Texto que um surdo que vou chamar aqui de GUTO me mandou (vou preservar a identidade dele) ele me mandou o texto dizendo que a resposta dele estava errada a uma pergunta de seu curso. Percebi que ele só conhecia um contexto para a palavra "experiência". A pergunta era qual a sua experiência com pessoas com deficiência?
       Quando o mesmo me abordou, não tinha entendido que era um pedido de ajuda, achei que perguntava sobre minha experiência, assim que percebi disse a ele que o fato de ser surdo e ter convivido com outros surdos era a resposta pessoal dele. A história de vida dele, apenas hoje percebi sobre o contexto e a semântica da palavra significava para ele. Ao observar isso é impossível não fazer algumas perguntas:
- Até que ponto estão trabalhando libras escrita com os surdos como se fosse língua portuguesa?
- É benéfico o sistema S O V ?
- Não seria o momento de observar o papel do interprete no acompanhamento ao surdo?
- As salas de recurso funcionam?
- O que podemos fazer para mudar a situação?
- Não seria o momento propício para inserir conjugação de verbos, artigos com materiais bilíngues?
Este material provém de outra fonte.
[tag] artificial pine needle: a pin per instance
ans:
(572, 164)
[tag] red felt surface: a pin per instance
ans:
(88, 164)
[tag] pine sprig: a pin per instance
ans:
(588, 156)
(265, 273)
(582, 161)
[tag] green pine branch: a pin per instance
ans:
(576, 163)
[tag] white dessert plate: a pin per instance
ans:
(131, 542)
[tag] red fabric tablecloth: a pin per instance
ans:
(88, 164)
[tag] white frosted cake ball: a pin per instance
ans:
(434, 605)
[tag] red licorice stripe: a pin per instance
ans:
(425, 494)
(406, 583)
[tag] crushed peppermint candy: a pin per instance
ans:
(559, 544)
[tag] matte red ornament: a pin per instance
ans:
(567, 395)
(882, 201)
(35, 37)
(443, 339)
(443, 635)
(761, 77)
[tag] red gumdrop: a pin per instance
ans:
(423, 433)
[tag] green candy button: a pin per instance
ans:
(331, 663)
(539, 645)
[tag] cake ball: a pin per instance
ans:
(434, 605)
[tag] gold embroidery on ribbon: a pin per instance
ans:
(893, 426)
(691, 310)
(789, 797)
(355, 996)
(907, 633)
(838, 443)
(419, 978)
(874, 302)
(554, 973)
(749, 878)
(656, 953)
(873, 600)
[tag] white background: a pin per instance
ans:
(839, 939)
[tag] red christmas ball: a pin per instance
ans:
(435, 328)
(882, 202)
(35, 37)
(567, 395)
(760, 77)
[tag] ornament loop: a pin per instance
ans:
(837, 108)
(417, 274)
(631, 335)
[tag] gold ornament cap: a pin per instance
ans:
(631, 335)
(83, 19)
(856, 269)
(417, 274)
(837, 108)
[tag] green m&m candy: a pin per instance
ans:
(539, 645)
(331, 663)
(material produzido por mim para explicar matérias ao meu filho)


        Eu alfabetizei meu filho surdo (ele tem surdez profunda/bilateral) por meio da libras, com materiais concretos, trabalhando oralidade por meio da boquinha e vibração, muita leitura visual, usava muito as revistas em quadrinho da turma da Mônica, depois letra a letra explicando que elas tinham som, sistema silábico, palavras e frases, trabalhei conjugação de verbos, ainda o corrijo muito quando se trata de gênero feminino e masculino, mas esta dando certo. Sei que não é algo fácil, mas se todos nos unirmos, se pararem as brigas entre surdos de nascença, surdos tardios, interpretes, surdos oralizados, se pararmos com a transferência de responsabilidade para os surdos, voltarmos o nosso olhar para a saúde onde nasce o problema, e começarmos a cobrar fiscalização e cumprimento da lei, será possível quebrar a barreira de comunicação, deixar os surdos mais preparados, vamos lutar por escolas bilíngues, vamos lutar para que libras seja inserida na grade curricular para todos, vamos adequar conteúdos, vamos parar de procurar culpados e corrigir as falhas tanto no sistema de saúde quanto no sistema educacional. Não tem como incluir sem parar de desviar o foco, sem a união de todos, inclusive a família. Família precisa aprender a língua dos seus!!! Enfim este texto é um convite a reflexão e a união para promover a transformação.